While the code does away with several exemptions, the revision of tax slabs for individual tax payers and reduction in corporate tax rate would help both individuals and businesses to save significant amounts in tax. The resultant increase in disposable incomes would boost consumption, savings and investments, thereby aiding economic growth. The proposed trebling of the ceiling for savings/investments qualifying for tax deductions would also help lower the tax burden and encourage economically productive investments. Change in the tax treatment of such investments from the current EEE (exempt, exempt, exempt) method to EET (exempt, exempt, taxed) could be unpopular but is a step in the right direction, in my view.
On the flip-side, taxing long-term capital gains, which currently do not attract any income tax, and short-term capital gains, which currently attract 15% income tax, at the marginal tax rate would result in an increase in the tax outgo on capital gains. To avoid taxes on long-term capital gains, we could see a large number of investors booking profits on their stocks just before the new tax code is implemented in April 2011.
Taking a long-term view, however, treating capital gains no different from normal income would help to simplify taxation. Besides, the securities transaction tax (STT) would be withdrawn and the code proposes indexation benefits for investment assets held for one year or more.

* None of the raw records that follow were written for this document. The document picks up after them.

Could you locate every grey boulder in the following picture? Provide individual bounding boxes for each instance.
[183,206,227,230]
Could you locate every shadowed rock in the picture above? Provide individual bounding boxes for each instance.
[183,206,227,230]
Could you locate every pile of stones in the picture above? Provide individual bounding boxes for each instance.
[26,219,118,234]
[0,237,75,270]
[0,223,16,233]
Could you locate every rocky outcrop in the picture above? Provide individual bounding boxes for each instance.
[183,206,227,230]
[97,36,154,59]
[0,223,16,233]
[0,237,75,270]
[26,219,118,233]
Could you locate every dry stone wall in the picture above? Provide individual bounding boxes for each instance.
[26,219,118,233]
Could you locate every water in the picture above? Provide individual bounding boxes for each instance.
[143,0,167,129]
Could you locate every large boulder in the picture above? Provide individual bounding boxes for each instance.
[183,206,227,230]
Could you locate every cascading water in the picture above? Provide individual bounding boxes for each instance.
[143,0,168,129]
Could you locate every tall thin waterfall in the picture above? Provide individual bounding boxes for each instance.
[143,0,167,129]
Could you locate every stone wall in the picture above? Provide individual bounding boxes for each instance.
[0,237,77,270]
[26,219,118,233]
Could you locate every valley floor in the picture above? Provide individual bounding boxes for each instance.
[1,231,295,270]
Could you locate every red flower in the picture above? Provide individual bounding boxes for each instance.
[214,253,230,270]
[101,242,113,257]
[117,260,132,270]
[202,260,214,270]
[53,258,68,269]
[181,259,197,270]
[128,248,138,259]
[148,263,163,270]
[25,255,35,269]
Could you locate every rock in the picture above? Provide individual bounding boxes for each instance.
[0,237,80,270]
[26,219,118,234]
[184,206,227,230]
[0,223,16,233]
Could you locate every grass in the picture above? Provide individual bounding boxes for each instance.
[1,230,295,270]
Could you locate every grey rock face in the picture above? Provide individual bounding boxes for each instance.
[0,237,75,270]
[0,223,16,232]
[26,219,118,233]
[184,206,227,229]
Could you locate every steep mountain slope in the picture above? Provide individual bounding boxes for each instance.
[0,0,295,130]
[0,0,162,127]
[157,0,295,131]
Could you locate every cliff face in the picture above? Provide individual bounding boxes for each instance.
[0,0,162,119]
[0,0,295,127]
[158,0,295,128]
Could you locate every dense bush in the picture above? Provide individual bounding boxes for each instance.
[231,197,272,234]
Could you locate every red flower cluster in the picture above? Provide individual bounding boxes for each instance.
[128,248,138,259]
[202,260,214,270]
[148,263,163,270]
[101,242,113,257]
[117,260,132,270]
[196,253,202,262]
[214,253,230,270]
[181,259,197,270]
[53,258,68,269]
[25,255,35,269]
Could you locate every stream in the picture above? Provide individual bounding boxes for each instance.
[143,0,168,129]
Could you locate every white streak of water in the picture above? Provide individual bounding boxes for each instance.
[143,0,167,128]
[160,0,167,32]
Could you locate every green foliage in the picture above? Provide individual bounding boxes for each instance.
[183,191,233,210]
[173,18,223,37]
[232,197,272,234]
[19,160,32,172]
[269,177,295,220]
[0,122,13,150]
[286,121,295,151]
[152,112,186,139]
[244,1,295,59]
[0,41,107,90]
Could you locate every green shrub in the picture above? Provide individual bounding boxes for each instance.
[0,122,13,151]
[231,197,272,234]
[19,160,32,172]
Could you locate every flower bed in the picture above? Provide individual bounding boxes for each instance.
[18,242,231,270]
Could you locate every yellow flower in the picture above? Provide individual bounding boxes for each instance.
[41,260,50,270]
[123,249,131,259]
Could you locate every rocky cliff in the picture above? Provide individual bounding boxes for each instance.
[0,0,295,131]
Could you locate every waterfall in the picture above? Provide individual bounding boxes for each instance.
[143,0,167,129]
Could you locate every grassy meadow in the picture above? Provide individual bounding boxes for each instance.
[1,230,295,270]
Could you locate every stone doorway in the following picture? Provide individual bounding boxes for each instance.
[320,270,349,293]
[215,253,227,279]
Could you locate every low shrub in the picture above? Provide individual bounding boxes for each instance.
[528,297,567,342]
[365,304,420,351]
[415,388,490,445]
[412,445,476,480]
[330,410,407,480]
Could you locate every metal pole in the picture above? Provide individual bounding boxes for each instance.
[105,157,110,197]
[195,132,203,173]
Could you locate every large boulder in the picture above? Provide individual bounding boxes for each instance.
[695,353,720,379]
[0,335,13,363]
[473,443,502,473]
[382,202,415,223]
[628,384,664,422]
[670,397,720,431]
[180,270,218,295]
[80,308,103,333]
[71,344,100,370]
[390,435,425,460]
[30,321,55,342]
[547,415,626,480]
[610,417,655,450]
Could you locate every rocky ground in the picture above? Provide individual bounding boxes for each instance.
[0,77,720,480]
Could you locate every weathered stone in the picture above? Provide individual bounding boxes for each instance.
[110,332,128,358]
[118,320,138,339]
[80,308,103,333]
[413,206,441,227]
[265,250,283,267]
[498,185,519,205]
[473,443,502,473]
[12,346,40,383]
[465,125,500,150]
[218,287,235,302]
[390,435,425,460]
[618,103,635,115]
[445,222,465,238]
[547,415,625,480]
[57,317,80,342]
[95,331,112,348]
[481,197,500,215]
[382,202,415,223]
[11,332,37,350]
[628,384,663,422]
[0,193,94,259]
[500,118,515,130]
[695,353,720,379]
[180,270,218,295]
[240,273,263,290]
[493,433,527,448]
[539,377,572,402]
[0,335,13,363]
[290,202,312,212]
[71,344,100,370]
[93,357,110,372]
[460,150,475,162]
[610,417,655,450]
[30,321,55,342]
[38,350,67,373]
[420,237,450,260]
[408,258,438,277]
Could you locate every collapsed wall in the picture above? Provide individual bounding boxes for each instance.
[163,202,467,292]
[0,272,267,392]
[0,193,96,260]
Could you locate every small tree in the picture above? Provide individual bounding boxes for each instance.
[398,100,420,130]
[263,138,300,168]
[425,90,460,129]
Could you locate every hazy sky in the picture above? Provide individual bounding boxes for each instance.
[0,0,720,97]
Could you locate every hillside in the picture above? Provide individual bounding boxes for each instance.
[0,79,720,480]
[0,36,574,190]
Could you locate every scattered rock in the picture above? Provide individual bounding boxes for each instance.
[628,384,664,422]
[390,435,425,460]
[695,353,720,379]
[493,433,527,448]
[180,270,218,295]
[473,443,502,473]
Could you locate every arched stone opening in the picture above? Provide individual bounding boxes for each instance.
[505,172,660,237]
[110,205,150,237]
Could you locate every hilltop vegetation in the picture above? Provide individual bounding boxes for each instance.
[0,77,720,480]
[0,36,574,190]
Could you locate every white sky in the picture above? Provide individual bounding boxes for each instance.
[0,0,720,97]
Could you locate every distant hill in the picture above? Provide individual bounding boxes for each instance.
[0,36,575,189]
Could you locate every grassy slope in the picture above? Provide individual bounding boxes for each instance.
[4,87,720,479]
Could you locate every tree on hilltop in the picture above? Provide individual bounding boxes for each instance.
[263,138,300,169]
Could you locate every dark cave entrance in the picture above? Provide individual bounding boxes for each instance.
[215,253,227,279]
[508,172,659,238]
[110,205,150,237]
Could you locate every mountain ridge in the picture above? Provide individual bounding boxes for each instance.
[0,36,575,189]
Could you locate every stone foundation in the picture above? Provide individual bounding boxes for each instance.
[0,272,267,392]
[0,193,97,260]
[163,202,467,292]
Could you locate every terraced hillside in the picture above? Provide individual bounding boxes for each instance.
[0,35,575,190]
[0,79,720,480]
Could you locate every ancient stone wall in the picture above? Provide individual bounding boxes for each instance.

As far as Corporate India is concerned, most companies would be favourably impacted by the reduction in tax rate and withdrawal of surcharge and cess. For MAT-paying companies, the shift from 17% of book profits to 2% (0.5% for banks) of gross asset value would result in varied impact. MAT-paying FMCG companies would benefit, as they enjoy high profit margins and high asset turnover. Asset-owning infrastructure companies, on the other hand, would have to pay MAT even in the initial years, when reported profits may not be meaningful. MAT-paying pharma companies may also witness increased tax outgo.
Over the next 6-7 years, India is on its way to the 'Next Trillion Dollar GDP'. What we created as a economy in the last 50 years will be recreated Motilal Oswal
in the next few years. This will provide significant nonlinear growth opportunities across sectors. The new direct tax code would further facilitate an increase in per capita GDP and provide a boost to multiple consumption themes-financial services, wireless telecom, cars, homes, branded jewellery, consumer electronics, processed foods, personal care products, to name a few. The penetration of a host of discretionary consumption goods is abysmally low as compared to the developed and other developing nations. Higher disposable incomes would help increase the penetration of such goods.
Large financial conglomerates are likely to be the biggest beneficiaries of the proposed increase in tax exemption savings limit from Rs 100,000 to Rs 300,000 per year. Among financial intermediaries, brokerages are likely to benefit the most due to: (1) abolition of STT, (2) likely increase in trading volumes immediately before the implementation of the tax code to avoid tax on capital gains, and (3) expected increase in flow of funds for domestic financial intermediaries like insurers and mutual funds. Withdrawal of tax benefits on housing loan interest could be moderately negative for banks and housing finance companies. However, higher disposable incomes and the resultant increase in demand for homes would be positive for these as well as real estate companies.